Add function to offload layers

RWKV · Sep 23, 2023 · 8260553 · 8260553
1 parent d6a9b24
commit 8260553
Showing 1 changed file with 22 additions and 2 deletions.
diff --git a/python/rwkv_cpp/rwkv_cpp_model.py b/python/rwkv_cpp/rwkv_cpp_model.py
@@ -46,7 +46,7 @@ def __init__(
             Thread count to use. If not set, defaults to CPU count / 2.
         gpu_layer_count : int
             Count of layers to offload onto the GPU, must be >= 0.
-            See documentation of `RWKVSharedLibrary.rwkv_gpu_offload_layers` for details about layer offloading.

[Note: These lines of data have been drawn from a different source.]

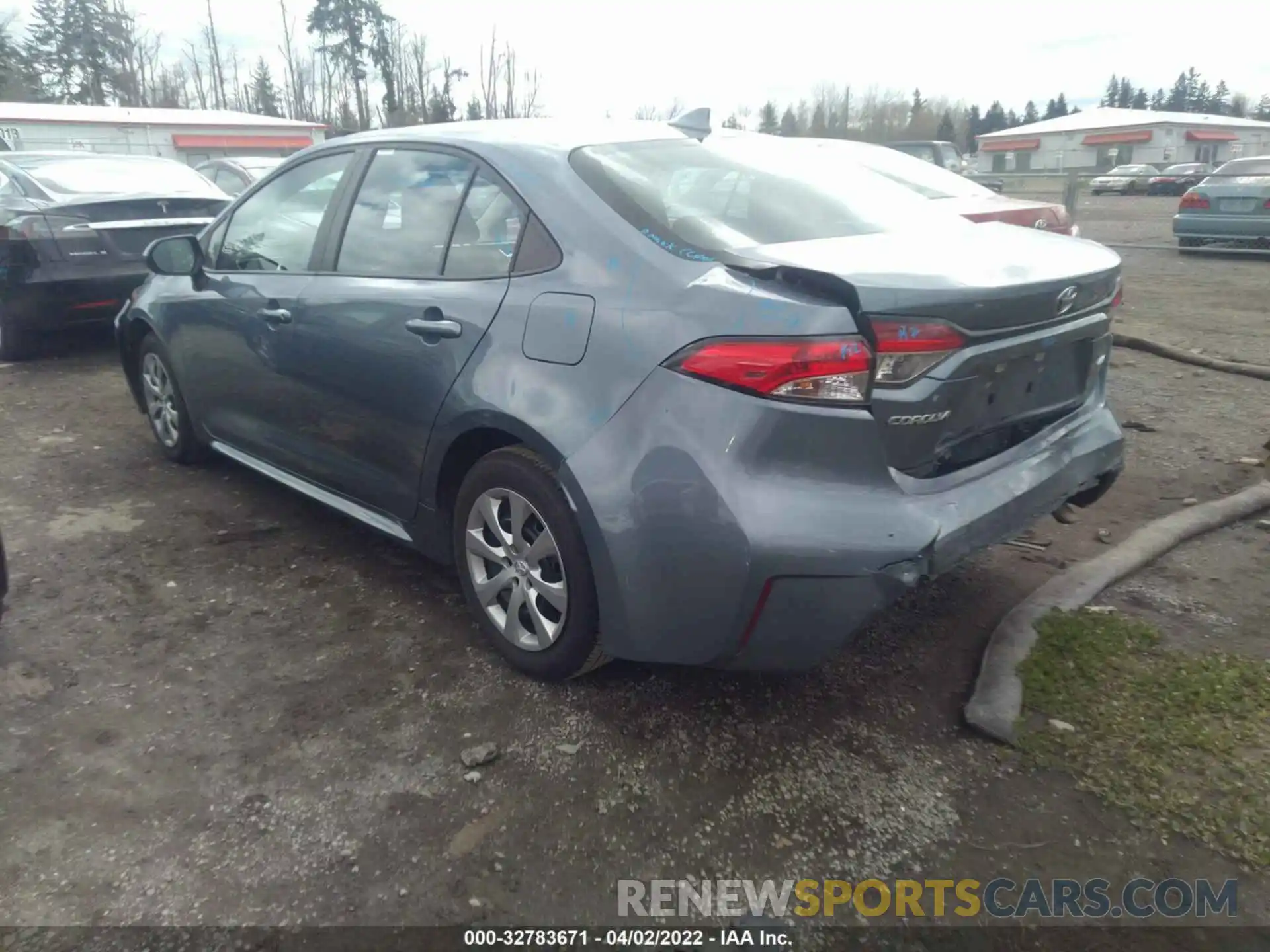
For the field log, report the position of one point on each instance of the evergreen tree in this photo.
(1113, 92)
(1179, 95)
(820, 128)
(1124, 98)
(789, 122)
(1217, 103)
(947, 132)
(917, 108)
(767, 121)
(265, 95)
(973, 128)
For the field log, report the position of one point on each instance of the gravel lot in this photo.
(222, 703)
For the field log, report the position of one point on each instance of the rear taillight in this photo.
(907, 349)
(836, 370)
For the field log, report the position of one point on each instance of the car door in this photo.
(415, 274)
(222, 334)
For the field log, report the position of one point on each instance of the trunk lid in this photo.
(1011, 211)
(91, 227)
(1034, 352)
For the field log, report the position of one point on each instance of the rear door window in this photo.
(405, 210)
(277, 227)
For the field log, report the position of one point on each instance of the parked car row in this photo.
(77, 225)
(659, 393)
(1228, 208)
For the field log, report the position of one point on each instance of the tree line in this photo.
(349, 65)
(875, 116)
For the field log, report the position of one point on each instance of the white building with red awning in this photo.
(1095, 140)
(190, 135)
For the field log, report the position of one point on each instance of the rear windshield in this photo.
(105, 175)
(1246, 167)
(698, 200)
(923, 178)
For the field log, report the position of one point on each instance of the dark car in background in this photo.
(948, 157)
(234, 175)
(1175, 179)
(75, 227)
(691, 397)
(1228, 210)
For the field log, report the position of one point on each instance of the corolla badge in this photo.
(1066, 300)
(919, 419)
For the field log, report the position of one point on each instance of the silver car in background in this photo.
(1126, 180)
(1230, 208)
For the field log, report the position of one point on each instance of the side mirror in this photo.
(179, 254)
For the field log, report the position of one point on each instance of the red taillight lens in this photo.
(803, 370)
(907, 349)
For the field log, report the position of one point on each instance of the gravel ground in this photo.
(222, 703)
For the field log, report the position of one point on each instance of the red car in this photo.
(955, 192)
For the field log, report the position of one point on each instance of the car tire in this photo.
(171, 423)
(16, 344)
(552, 584)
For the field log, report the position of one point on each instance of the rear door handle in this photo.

+            See documentation of `gpu_offload_layers` for details about layer offloading.
         """
 
         if 'gpu_layers_count' in kwargs:
@@ -61,13 +61,33 @@ def __init__(
         self._ctx: rwkv_cpp_shared_library.RWKVContext = self._library.rwkv_init_from_file(model_path, thread_count)
 
         if gpu_layer_count > 0:
-            self._library.rwkv_gpu_offload_layers(self._ctx, gpu_layer_count)
+            self.gpu_offload_layers(gpu_layer_count)
 
         self._state_buffer_element_count: int = self._library.rwkv_get_state_buffer_element_count(self._ctx)
         self._logits_buffer_element_count: int = self._library.rwkv_get_logits_buffer_element_count(self._ctx)
 
         self._valid: bool = True
 
+    def gpu_offload_layers(self, layer_count: int) -> bool:
+        """
+        Offloads specified count of model layers onto the GPU. Offloaded layers are evaluated using cuBLAS or CLBlast.
+        For the purposes of this function, model head (unembedding matrix) is treated as an additional layer:
+        - pass `model.n_layer` to offload all layers except model head
+        - pass `model.n_layer + 1` to offload all layers, including model head
+
+        Returns true if at least one layer was offloaded.
+        If rwkv.cpp was compiled without cuBLAS and CLBlast support, this function is a no-op and always returns false.
+
+        Parameters
+        ----------
+        layer_count : int
+            Count of layers to offload onto the GPU, must be >= 0.
+        """
+
+        assert layer_count >= 0, 'Layer count must be >= 0'
+
+        return self._library.rwkv_gpu_offload_layers(self._ctx, layer_count)
+
     @property
     def n_vocab(self) -> int:
         return self._library.rwkv_get_n_vocab(self._ctx)